De extracción más humilde que los pijos de Loriga y de Mañas, el narrador de 'Érase una vez el fin' es uno de estos cuarentones rotos

No hay en la historia de la literatura española una generación más activa en la construcción de su biografía que la de los nacidos a finales de los sesenta y principios de los setenta. Dos décadas después de que Ray Loriga (1967), José Ángel Mañas (1972) o Pedro Maestre (1967) dibujaran en sendas novelas una juventud sin esperanza, Pablo Rivero (Gijón, 1972) publica Érase una vez el fin, cuyo protagonista-narrador confirma los peores augurios: aquellos veinteañeros de ayer son hoy “personas partidas por la mitad (…). Anulados sociales que fueron, durante unos instantes, las mentes más brillantes de su generación”.

De extracción más humilde que los pijos de Loriga y de Mañas, el narrador de Érase una vez el fin es uno de estos cuarentones rotos, un músico que ha hecho un viaje descendente desde un pasado con futuro prometedor hasta un presente sin él. Ha regresado al piso protegido donde viven sus padres, que han acogido también a su hermano cincuentón. Vive de tocar el piano en un burdel y de lo que gana, cuando gana, en las timbas de El Agujero, un garito ilegal en el que coincide con un cocainómano, con un policía asesino, un camello y un fontanero rico que se ha quedado paralítico.

El hilo argumental es muy fino: un mal día en El Agujero le genera una deuda que lo persigue durante todo el relato. No puedo decir más sin revelar el final, lo que indica el modo en el que está construida la historia: más como un cuento largo, sostenido por el estilo y el desenlace, que como una red de conexiones más compleja. Esto no es un demérito; es una descripción. Érase una vez el fin está construida como una sucesión de viñetas de barrio obrero a lo Casavella, que se sostiene gracias a la poderosa voz que habla en primera persona.

El resentimiento que anida en el narrador no proviene de una reflexión sobre el funcionamiento conflictivo del mundo, sino de un conflicto propio

He disfrutado mucho con las oraciones —algunas de ellas proustianas— de este cuarentón devastado.
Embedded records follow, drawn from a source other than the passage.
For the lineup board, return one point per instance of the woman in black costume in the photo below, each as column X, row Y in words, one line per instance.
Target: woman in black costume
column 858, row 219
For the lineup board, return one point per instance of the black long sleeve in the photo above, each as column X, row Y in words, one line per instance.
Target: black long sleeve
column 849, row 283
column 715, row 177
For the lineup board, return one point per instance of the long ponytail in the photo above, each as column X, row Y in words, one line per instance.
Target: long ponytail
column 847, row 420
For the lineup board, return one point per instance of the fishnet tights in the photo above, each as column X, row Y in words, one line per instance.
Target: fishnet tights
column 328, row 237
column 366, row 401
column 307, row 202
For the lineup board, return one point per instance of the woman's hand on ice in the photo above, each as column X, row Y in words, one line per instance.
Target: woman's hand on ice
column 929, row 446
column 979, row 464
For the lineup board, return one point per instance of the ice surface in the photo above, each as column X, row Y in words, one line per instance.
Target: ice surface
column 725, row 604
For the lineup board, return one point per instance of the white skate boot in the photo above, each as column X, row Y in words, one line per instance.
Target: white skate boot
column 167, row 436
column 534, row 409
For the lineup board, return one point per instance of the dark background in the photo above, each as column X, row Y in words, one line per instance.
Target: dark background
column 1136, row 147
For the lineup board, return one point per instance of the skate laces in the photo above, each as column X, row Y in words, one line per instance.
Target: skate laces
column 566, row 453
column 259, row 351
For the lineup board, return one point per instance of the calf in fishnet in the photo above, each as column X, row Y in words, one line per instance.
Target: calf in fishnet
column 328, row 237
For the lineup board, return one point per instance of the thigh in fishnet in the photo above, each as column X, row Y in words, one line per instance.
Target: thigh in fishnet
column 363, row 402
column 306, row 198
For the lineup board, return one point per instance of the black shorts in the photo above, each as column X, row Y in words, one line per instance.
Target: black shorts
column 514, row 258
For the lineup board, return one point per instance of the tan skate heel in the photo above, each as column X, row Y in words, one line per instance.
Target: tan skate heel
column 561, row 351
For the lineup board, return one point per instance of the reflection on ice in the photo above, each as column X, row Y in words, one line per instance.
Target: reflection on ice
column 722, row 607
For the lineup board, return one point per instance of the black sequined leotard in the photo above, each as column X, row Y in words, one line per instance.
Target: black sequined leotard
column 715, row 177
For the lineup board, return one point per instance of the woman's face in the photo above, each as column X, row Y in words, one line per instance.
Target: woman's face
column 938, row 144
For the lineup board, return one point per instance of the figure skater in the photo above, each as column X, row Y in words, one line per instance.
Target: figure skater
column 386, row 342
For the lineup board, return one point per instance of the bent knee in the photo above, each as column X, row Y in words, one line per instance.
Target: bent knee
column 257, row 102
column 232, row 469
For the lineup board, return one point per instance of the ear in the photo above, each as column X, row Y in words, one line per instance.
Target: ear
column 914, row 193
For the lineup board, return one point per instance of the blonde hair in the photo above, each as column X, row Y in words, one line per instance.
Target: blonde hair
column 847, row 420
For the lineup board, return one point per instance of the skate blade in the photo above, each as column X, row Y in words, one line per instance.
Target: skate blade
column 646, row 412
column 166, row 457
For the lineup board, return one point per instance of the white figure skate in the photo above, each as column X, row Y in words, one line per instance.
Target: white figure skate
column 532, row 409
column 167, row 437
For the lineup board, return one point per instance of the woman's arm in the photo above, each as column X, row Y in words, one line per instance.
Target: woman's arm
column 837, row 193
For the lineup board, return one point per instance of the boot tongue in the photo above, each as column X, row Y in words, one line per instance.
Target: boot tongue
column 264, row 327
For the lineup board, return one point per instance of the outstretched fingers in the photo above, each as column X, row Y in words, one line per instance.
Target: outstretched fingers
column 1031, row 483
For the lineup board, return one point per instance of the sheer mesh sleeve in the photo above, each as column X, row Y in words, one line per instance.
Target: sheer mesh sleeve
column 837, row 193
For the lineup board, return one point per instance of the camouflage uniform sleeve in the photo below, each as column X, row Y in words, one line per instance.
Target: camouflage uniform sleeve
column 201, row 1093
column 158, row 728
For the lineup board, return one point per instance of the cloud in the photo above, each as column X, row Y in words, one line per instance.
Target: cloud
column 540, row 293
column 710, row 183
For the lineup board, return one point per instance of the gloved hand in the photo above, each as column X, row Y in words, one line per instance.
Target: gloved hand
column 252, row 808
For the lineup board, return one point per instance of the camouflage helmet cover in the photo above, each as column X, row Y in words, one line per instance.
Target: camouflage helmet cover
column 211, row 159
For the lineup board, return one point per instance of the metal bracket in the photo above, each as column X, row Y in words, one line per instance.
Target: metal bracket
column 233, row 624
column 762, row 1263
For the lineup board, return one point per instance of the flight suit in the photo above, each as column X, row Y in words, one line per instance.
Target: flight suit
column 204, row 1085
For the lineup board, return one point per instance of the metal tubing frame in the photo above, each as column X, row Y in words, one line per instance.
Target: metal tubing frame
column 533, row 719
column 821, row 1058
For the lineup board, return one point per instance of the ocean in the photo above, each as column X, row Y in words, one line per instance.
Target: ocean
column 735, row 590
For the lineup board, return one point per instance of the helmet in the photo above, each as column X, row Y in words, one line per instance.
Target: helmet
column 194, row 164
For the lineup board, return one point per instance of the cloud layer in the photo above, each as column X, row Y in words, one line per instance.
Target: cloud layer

La elegancia de sus periodos sintácticos se mezcla con la insolencia de sus metáforas callejeras y con la brutalidad descarnada de su punto de vista. Tras esta voz hay un excelente prosista, con un oído prodigioso y un extraordinario sentido de la cadencia y el ritmo. Se echaba en falta que apareciera alguien así, capaz de escribir un texto nihilista sin recurrir al laconismo fácil, a la yuxtaposición de oraciones simples; alguien familiarizado con el manejo de la subordinación compleja.

Ciertas observaciones sobre la generación a la que pertenece y algunos brochazos sobre la catástrofe económica de España parecen proporcionar al relato una dimensión política de la que carecían las obras de Loriga o Mañas. Pero sólo lo parece. La verdadera razón del resentimiento que anida en el narrador no proviene de una reflexión sobre el funcionamiento conflictivo del mundo, sino de un conflicto propio, de carácter afectivo. Y aquí es donde la carga política del texto se desactiva.

El relato, que ha bordeado en más de una ocasión el cliché de la marginalidad urbana, con personajes a punto de convertirse en tipos costumbristas —el yonqui, el poli malo, la guarra, el camello—, entra de lleno en la estética de la balada rockera. Al final el texto se enternece. Pero esta humanización del narrador —que se redime por una prostituta— es una necesidad del autor, no del personaje: Rivero necesita esa evolución para que el lector se confíe y se sobresalte más al oír el portazo final que da a todo atisbo de esperanza.

Érase una vez el fin. Pablo Rivero. Anagrama. Barcelona, 2016. 136 páginas. 14,90 euros.